Avant, aussi,  que le libéralisme n’apparaisse tel qu’il est, inique, pernicieux, sans humanité, que je renchéris. Car si la brutalité des dictatures est pour tous directement évidente, la critique d’un système qui donne les apparences de la liberté et de l’abondance est beaucoup plus difficile, plus lente, plus compliquée.
Moins facile de choisir son camp, en quelque sorte. En Pologne, selon moi, la rébellion commencera par le rejet de ce clergé qui fourre son sale nez partout.

Voilà où nous a emmenés Jagoda avec Renaud et ses chansons qui avaient un sens il y a vingt ans.. Elle n’a pas suivi la discussion. Juste un mot quand j’ai parlé de génération de vaincus.
Qu’est-ce que c’est  « vaincu », papa ? Tu as fait la guerre ?
Rires.

Me replongeant dans Michelet, je retrouve, à peu près le même débat « d’idées ».

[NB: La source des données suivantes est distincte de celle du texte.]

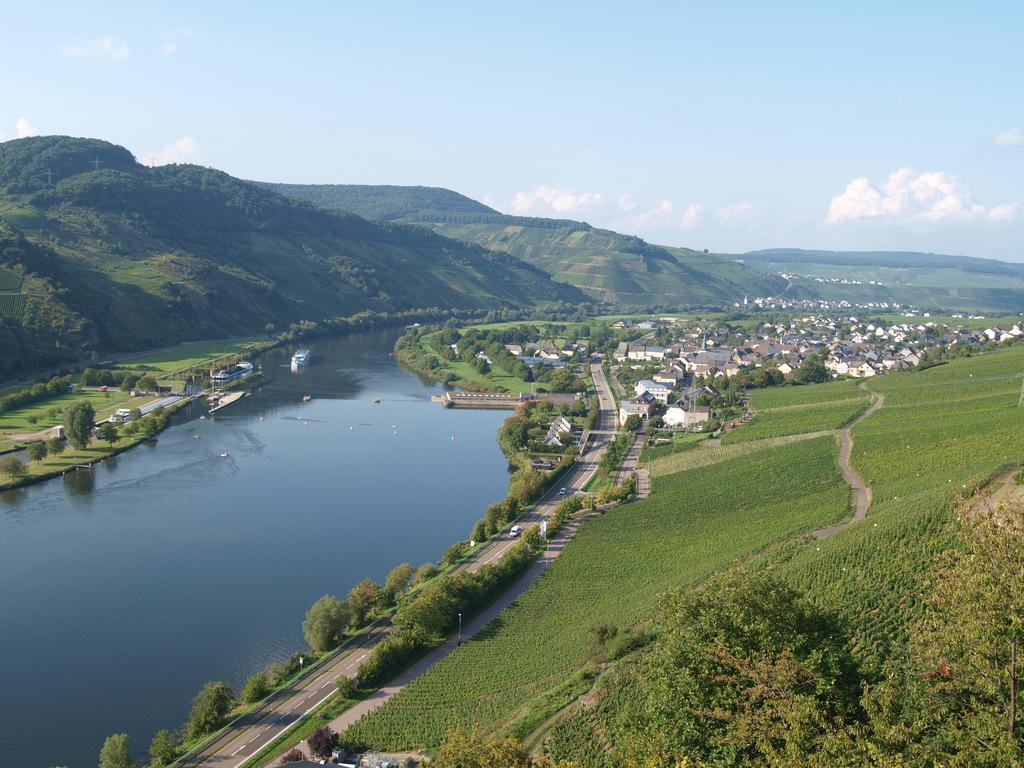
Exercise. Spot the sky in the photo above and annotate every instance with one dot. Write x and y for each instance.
(727, 126)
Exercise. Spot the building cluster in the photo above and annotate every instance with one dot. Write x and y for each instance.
(675, 377)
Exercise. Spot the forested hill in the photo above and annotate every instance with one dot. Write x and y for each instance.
(100, 253)
(383, 202)
(926, 280)
(614, 267)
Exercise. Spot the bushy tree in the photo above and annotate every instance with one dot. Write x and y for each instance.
(397, 581)
(209, 709)
(467, 750)
(79, 421)
(12, 467)
(325, 625)
(36, 451)
(256, 688)
(116, 752)
(109, 432)
(363, 598)
(322, 741)
(163, 750)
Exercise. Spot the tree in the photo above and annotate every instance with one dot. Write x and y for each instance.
(963, 696)
(36, 451)
(812, 371)
(116, 752)
(462, 750)
(209, 709)
(425, 572)
(163, 749)
(322, 741)
(12, 467)
(256, 688)
(109, 432)
(744, 672)
(325, 625)
(363, 598)
(79, 421)
(397, 581)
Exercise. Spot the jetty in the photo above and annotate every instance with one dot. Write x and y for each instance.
(506, 400)
(223, 399)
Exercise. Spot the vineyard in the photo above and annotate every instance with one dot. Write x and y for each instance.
(942, 431)
(785, 411)
(11, 304)
(9, 280)
(694, 523)
(705, 456)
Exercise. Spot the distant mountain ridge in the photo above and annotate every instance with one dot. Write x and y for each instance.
(100, 253)
(610, 266)
(925, 280)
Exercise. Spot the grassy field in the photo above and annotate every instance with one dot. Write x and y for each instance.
(782, 411)
(694, 523)
(470, 379)
(940, 433)
(50, 413)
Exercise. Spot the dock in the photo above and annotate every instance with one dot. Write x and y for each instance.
(223, 399)
(508, 400)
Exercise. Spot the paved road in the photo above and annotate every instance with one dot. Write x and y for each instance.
(861, 492)
(287, 708)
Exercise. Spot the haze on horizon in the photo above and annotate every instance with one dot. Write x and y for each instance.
(795, 125)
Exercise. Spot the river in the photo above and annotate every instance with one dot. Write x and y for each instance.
(125, 589)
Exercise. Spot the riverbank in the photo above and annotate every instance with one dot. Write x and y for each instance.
(75, 460)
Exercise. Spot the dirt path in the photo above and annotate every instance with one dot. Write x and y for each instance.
(861, 492)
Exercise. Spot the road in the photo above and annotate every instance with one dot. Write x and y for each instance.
(861, 492)
(287, 708)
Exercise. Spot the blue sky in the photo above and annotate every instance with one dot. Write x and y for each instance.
(727, 126)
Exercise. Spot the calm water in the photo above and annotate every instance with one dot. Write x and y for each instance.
(121, 593)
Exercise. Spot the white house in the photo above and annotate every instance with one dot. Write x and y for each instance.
(626, 410)
(679, 417)
(657, 390)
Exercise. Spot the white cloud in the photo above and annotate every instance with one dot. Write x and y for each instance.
(555, 200)
(100, 47)
(173, 40)
(183, 151)
(25, 128)
(930, 197)
(619, 212)
(691, 216)
(1013, 137)
(740, 211)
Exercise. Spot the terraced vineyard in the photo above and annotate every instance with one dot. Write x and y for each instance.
(705, 456)
(12, 305)
(942, 431)
(694, 523)
(814, 408)
(9, 280)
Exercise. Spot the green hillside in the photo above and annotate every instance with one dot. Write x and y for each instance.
(613, 267)
(100, 253)
(927, 280)
(382, 202)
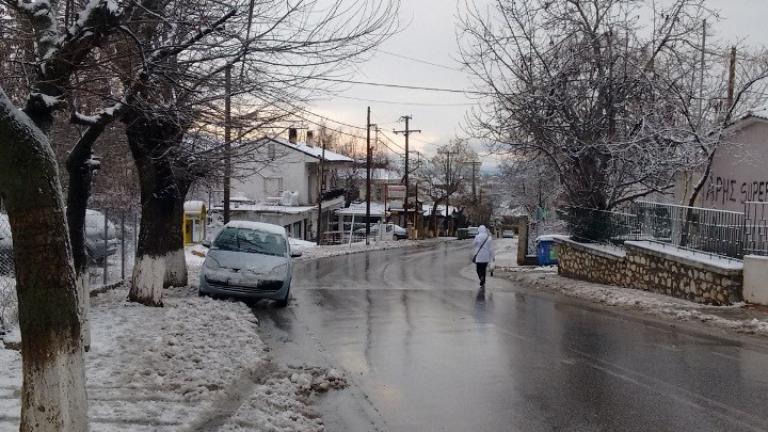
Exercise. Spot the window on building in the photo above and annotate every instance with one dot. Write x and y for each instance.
(273, 186)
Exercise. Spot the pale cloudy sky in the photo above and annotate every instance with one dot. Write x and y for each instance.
(429, 34)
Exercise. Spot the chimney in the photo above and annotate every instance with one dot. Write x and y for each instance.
(310, 138)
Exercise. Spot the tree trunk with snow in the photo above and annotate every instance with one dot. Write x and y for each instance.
(80, 167)
(151, 139)
(176, 264)
(53, 392)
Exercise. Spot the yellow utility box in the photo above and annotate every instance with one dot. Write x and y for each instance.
(195, 220)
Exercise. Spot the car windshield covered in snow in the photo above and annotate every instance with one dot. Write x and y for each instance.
(251, 241)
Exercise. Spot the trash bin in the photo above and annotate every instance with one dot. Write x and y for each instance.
(546, 250)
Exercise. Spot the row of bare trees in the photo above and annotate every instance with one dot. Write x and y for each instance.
(163, 69)
(618, 98)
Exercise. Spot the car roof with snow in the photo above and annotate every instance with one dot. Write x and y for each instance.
(259, 226)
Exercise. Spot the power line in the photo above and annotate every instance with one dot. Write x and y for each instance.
(391, 102)
(404, 86)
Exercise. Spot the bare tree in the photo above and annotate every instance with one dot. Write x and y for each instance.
(274, 51)
(446, 174)
(586, 87)
(50, 305)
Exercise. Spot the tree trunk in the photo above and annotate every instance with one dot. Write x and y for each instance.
(176, 264)
(151, 139)
(80, 168)
(53, 393)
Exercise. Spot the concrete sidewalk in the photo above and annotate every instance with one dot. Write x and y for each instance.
(741, 318)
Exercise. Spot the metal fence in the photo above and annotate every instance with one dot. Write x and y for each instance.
(755, 228)
(718, 232)
(602, 225)
(110, 238)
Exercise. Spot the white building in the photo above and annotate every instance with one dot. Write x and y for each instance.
(285, 190)
(292, 166)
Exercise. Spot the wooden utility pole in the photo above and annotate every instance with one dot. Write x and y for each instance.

Il en est à l’opposition entre les Jacobins, intrigants, politiques, et ceux du club des Cordeliers, fougueux, désordonnés et passionnés. Michelet est transparent, trop prévisible. C’est en cela qu’il n’est pas un historien : on le suit à la trace par la seule odeur de son idéologie. Car, alors qu’il n’en a pas encore dit un mot, sa description des Marat, Danton et autres Desmoulins les fait ressembler, bien avant l’heure, à l’extrême gauche et aux anarchistes même.
C'est ce que je pense en lisant et...Bingo !  Dix pages plus loin, c’est sans surprise que je le vois faire un parallèle pourtant audacieux entre Proudhon et Marat.
Les portraits qu'il dresse de Marat, quant à eux,  tournent franchement au délit de « sale gueule ». En fait, Michelet ne s’est jusqu’alors montré enthousiaste que pour les fédérations naïves, royalistes encore, de 1790. Il eût voulu que la Révolution en restât là, on dirait.
Et si, comme il s’apprête à le faire dans les chapitres suivants sans doute,  on peut admettre que la Terreur fut une période noire de notre histoire, une perversion de la Révolution, on peut tout de même lui rétorquer qu’on n’abat pas un régime qui sévit depuis plus de 10 siècles avec des pleurs de joie, des embrassades, des bals populaires et des serments de fraternité éternelle.
J’attends avec impatience de savoir à qui il va attribuer la responsabilité historique de la Terreur.
Si ces égarements m’énervent trop, j’en resterai là de ma lecture à la fin de ce premier volume.